God’s Delayed Yes

I imagine Zechariah and Elizabeth had plans. Most young married couples do. Part of their plans revolved around Zechariah’s service as a priest, but I’m sure, like most married couples, their plans also included having children, maybe lots of them. Luke tells us, in chapter 1 of his gospel, that they were both righteous before God, walking blamelessly before him. This doesn’t mean they were perfect, but that they were faithful. Given this information about them, it’s a surprise to read the next thing about them.

They had no children.

Elizabeth was barren.

And they were advanced in years.

Imagine what those early years and then the middle years of their marriage had been like. Month after month, and then year after year, their desire for a family was denied. Did they hear the whispers of neighbors? Were they assaulted with questions from their relatives? As faithful Israelites, they knew the stories of God’s faithfulness. They knew how he had intervened for Sarah and Abraham, for Isaac and Rebekah, and for Hannah. Did they go through seasons of doubt? We don’t know. Perhaps Psalm 113 was a common refrain in their home:

The Lord is exalted over all the nations,
    his glory above the heavens.
 Who is like the Lord our God,
    the One who sits enthroned on high,
 who stoops down to look
    on the heavens and the earth?

 He raises the poor from the dust
    and lifts the needy from the ash heap;
 he seats them with princes,
    with the princes of his people.
 He settles the childless woman in her home
    as a happy mother of children.

Praise the Lord.

Those last words must have been harder and harder to hear and pray as the years went by. In those times, a woman’s inability to have a child resulted in a kind of social stigma. Did they stop praying? And when? As both their bodies started to show the telltale signs of age and infertility, especially Elizabeth, the request for a child must have faded to the background. Possible? Yes. Probable? Not without a miracle.

There’s no way for us to know what they went through during those long years of waiting and hoping, but perhaps they were just like us. Maybe their hearts asked the same questions. “Do you hear us God?” “Have we sinned in some way that is preventing this blessing from coming to us?” Surely they reached a point where they knew it wasn’t going to happen. Children were not going to be in their future.

Then one day, Zechariah was chosen by lot to enter the temple and burn incense. We’re told that Zechariah was of the division of Abijah. There were 24 divisions and each contained a large number of priests. This would be the only time in Zechariah’s life where he would get this specific opportunity to serve.

We know what happens next. The angel Gabriel, the same Gabriel who appeared to Daniel hundreds of years before, appears to Zechariah and says this:

“Do not be afraid, Zechariah, for your prayer has been heard, and your wife Elizabeth will bear you a son, and you shall call his name John…” Luke 1:13

Your prayer has been heard? Your prayer has been heard! Think about that for a moment. When do you think was the last time Zechariah had prayed that prayer, a prayer for a child? Years? Decades? We don’t know. But God did. God heard all the prayers they had both prayed. He heard them all and remembered. And at just the right time, he intervened and said, “Yes!” in the most spectacular and miraculous way. It was so spectacular and miraculous that Zechariah didn’t believe it and was made mute until John’s birth.

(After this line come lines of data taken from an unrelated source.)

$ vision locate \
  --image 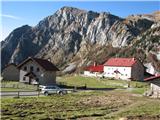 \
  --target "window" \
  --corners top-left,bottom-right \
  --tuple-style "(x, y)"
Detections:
(37, 68), (39, 72)
(30, 66), (33, 71)
(36, 78), (39, 82)
(24, 66), (27, 71)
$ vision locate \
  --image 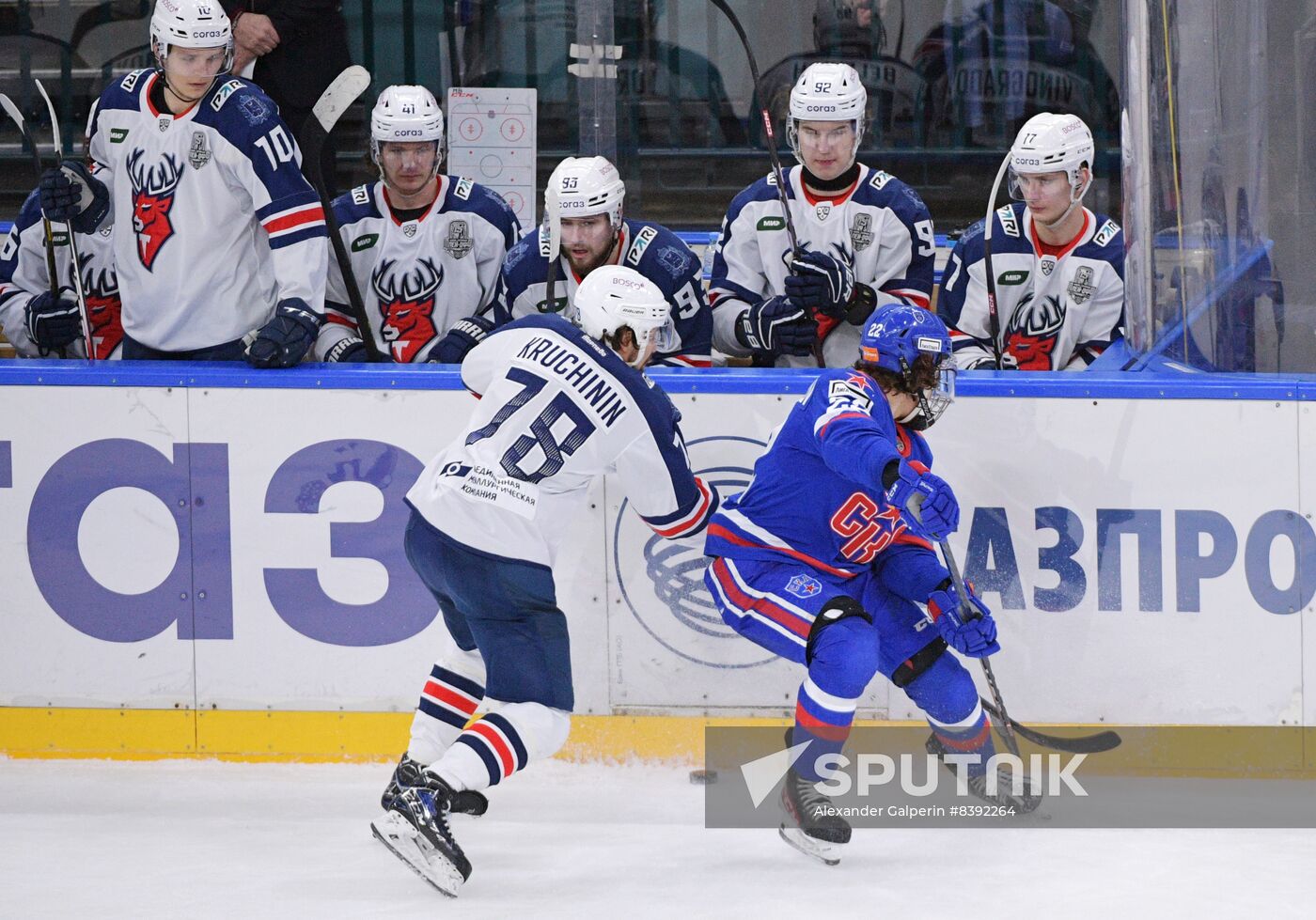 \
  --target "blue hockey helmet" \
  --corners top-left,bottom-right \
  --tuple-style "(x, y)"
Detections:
(859, 303), (955, 430)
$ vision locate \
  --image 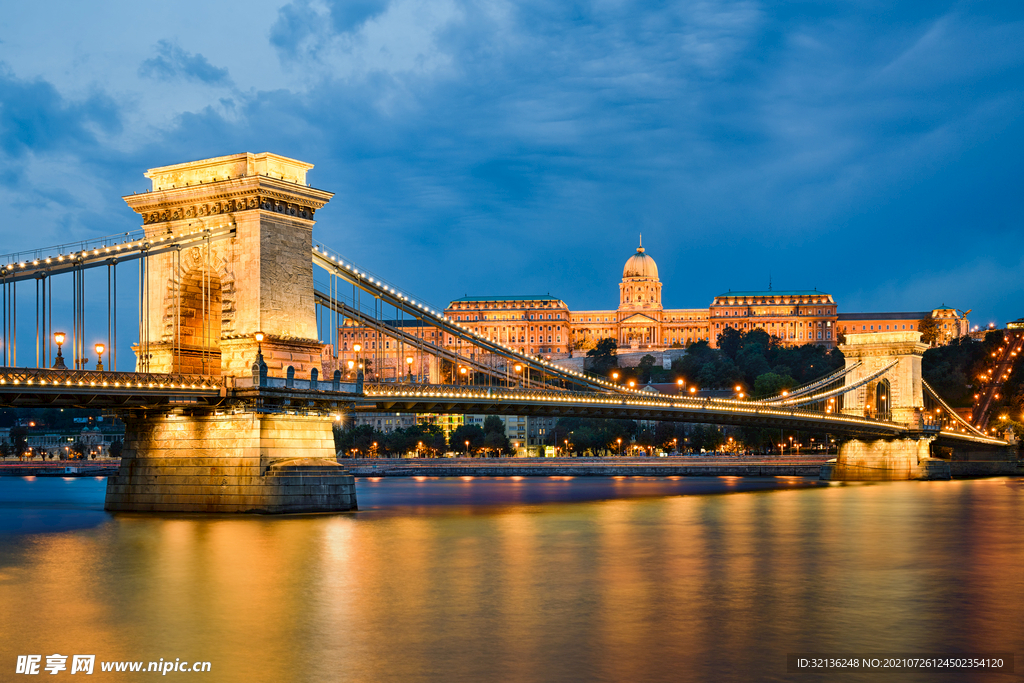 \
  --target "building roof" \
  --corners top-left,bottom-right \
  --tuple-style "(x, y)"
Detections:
(836, 310), (932, 321)
(715, 290), (829, 299)
(623, 238), (657, 280)
(452, 294), (561, 303)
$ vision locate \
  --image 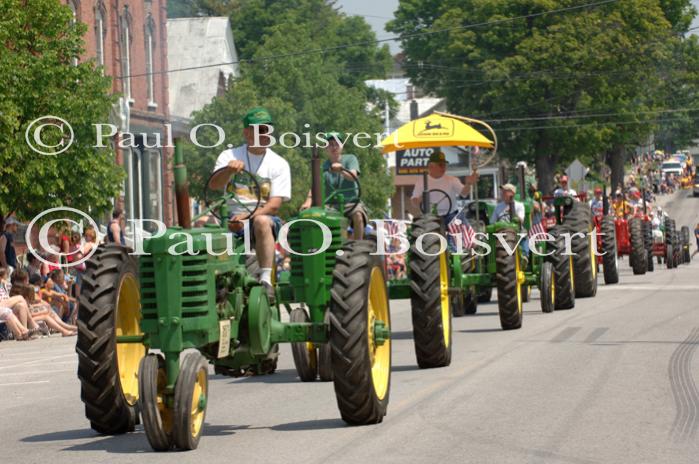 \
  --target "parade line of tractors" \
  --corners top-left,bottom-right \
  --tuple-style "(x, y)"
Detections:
(76, 114), (688, 451)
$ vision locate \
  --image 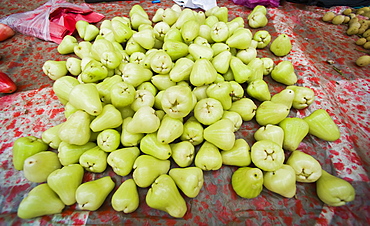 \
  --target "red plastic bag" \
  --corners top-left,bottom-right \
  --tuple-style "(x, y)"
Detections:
(0, 0), (104, 44)
(233, 0), (280, 9)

We all pray lots of prayers, but some of them have been offered over and over again, for many years. After a while, if we don’t see the answer we’re looking for, we may think the answer is “No.” We may even stop praying.

We equate delay with NO.

But remember that God isn’t bound by time like we are. Our perspective on our prayers is limited because we’re finite. We’re not able to see the whole expanse of time from beginning to end. We don’t have the capability to determine how all things, including all our prayers, work together for God’s wise and always good purposes.

But even when we’ve stopped praying for something, or someone, because it seems from our limited perspective that it’s just not going to happen, God remembers.

God hasn’t forgotten.

The name Zechariah means, “the Lord has remembered”. For Zechariah and Elizabeth their sorrow exploded into joy. But this joy wasn’t meant just for them! The barrenness Elizabeth experienced was a theme God had been using among his people. Just like Sarah, and Rebekah and Hannah, it wasn’t a symbol of the absence of God, but a sign that God was about to do something big. I like how the Zondervan NIV Study Bible explains it: “God’s reversal for one family signifies that he is present to save and deliver his entire people.” The miraculous birth of John proved that the Lord had remembered Zechariah and Elizabeth’s many prayers and had indeed remembered his people!

In our own prayer lives, let’s be encouraged in the delays. God hears our prayers. He remembers each one and is wisely and lovingly working in response to them. The delays don’t always mean no.